Delaware Attorney General Matt Denn is among 20 attorneys general filing a lawsuit against several drug companies.
Twenty state attorneys general, including Delaware’s Matt Denn, have filed a federal lawsuit against several U.S. generic drug makers for allegedly entering illegal conspiracies to restrain trade, artificially inflate and manipulate prices and reduce competition for an antibiotic and an oral diabetes medication.
The states say the alleged misconduct was led by senior drug executives and their marketing and sales executives of the companies Heritage Pharmaceuticals, Inc., Aurobindo Pharma USA, Inc., Citron Pharma, LLC, Mayne Pharma (USA), Inc., Mylan Pharmaceuticals, Inc. and Teva Pharmaceuticals USA, Inc.
Attorney General Denn, D-Delaware, was unable to comment because the investigation is ongoing, a spokesman for his office said.
In addition to Delaware, the plaintiff states in this lawsuit are Connecticut, Florida, Hawaii, Idaho, Iowa, Kansas, Kentucky, Louisiana, Maine, Maryland, Massachusetts, Minnesota, Nevada, New York, North Dakota, Ohio, Pennsylvania, Virginia and Washington.
In July 2014, Connecticut opened an investigation into “suspicious” price increases of certain generic pharmaceuticals. The ongoing investigation uncovered evidence of years-long, extensive and well-coordinated conspiracies to fix prices and allocate markets for a number of generic pharmaceuticals in the U.S., according to Denn’s office.
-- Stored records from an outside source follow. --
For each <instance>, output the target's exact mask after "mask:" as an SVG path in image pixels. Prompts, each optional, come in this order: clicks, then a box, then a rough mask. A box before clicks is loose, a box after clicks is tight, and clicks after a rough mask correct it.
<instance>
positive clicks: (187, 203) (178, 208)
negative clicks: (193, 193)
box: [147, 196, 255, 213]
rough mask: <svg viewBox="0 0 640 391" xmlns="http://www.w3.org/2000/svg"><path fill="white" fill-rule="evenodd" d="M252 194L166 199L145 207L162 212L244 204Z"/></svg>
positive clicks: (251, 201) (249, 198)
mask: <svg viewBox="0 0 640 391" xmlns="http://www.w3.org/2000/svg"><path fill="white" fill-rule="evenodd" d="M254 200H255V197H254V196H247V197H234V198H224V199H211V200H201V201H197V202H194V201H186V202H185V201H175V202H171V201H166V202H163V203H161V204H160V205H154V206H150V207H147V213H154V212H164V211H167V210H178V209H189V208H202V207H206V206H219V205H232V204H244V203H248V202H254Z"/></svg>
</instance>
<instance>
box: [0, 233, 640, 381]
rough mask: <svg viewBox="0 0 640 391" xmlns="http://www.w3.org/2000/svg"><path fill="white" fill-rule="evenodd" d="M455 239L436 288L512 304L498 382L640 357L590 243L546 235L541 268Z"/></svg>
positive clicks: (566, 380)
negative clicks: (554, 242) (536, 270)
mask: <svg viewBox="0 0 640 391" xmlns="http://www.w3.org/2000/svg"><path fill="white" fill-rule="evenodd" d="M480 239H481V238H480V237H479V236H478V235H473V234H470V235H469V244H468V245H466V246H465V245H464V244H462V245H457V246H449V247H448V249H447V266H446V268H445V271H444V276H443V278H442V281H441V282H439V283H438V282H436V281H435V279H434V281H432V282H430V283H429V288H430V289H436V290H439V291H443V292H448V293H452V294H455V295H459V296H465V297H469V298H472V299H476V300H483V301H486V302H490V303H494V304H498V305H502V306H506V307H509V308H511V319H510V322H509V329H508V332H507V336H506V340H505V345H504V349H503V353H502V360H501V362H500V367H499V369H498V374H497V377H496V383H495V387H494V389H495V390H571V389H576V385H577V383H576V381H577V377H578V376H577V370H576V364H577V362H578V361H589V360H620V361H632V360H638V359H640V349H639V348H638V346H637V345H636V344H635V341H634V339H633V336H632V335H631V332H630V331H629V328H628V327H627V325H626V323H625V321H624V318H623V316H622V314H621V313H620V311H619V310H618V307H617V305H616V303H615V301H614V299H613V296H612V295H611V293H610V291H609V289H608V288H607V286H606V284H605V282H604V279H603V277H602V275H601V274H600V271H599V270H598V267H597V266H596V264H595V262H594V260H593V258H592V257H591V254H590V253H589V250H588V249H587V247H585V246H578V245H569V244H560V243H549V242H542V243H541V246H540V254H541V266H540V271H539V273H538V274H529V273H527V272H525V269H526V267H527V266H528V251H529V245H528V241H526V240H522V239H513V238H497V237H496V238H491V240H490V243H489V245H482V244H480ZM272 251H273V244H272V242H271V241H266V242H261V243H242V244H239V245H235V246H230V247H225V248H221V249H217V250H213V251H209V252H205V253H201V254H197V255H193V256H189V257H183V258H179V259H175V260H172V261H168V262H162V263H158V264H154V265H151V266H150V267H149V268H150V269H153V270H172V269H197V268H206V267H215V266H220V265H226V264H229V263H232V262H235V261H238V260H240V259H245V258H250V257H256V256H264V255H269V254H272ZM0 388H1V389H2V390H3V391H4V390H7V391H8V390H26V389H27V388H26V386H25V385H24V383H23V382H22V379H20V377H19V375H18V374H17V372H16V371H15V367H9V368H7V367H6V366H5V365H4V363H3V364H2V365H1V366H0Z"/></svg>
The defendants are accused of coordinating the agenda through contact with their competitors at industry trade shows, customer conferences and other events, as well as through direct email, phone and text message.
The states say those involved were aware their conduct was illegal, and even deleted written communication after learning about the investigation.
They also say the alleged schemes caused significant, harmful and continuing effects in the country’s healthcare system.
The states are asking the courts to demand substantial financial relief to address the alleged violations of law, and to restore competition.
In 2015, generic drug sales in the United States were estimated at $74.5 billion. Today, the generic pharmaceutical industry accounts for about 88 percent of all prescriptions written in the U.S.
WHYY reached out to all the companies accused of misconduct. Mylan Pharmaceuticals Inc. and Teva Pharmaceuticals USA, Inc. respond to the request.
A spokesperson for Mylan stated in an email, “To date, we know of no evidence that Mylan participated in price fixing.”
A spokesperson for Teva said in an email, “To date, we have not found any evidence of price fixing within Teva and so on the facts we vigorously deny any allegations of wrongdoing.”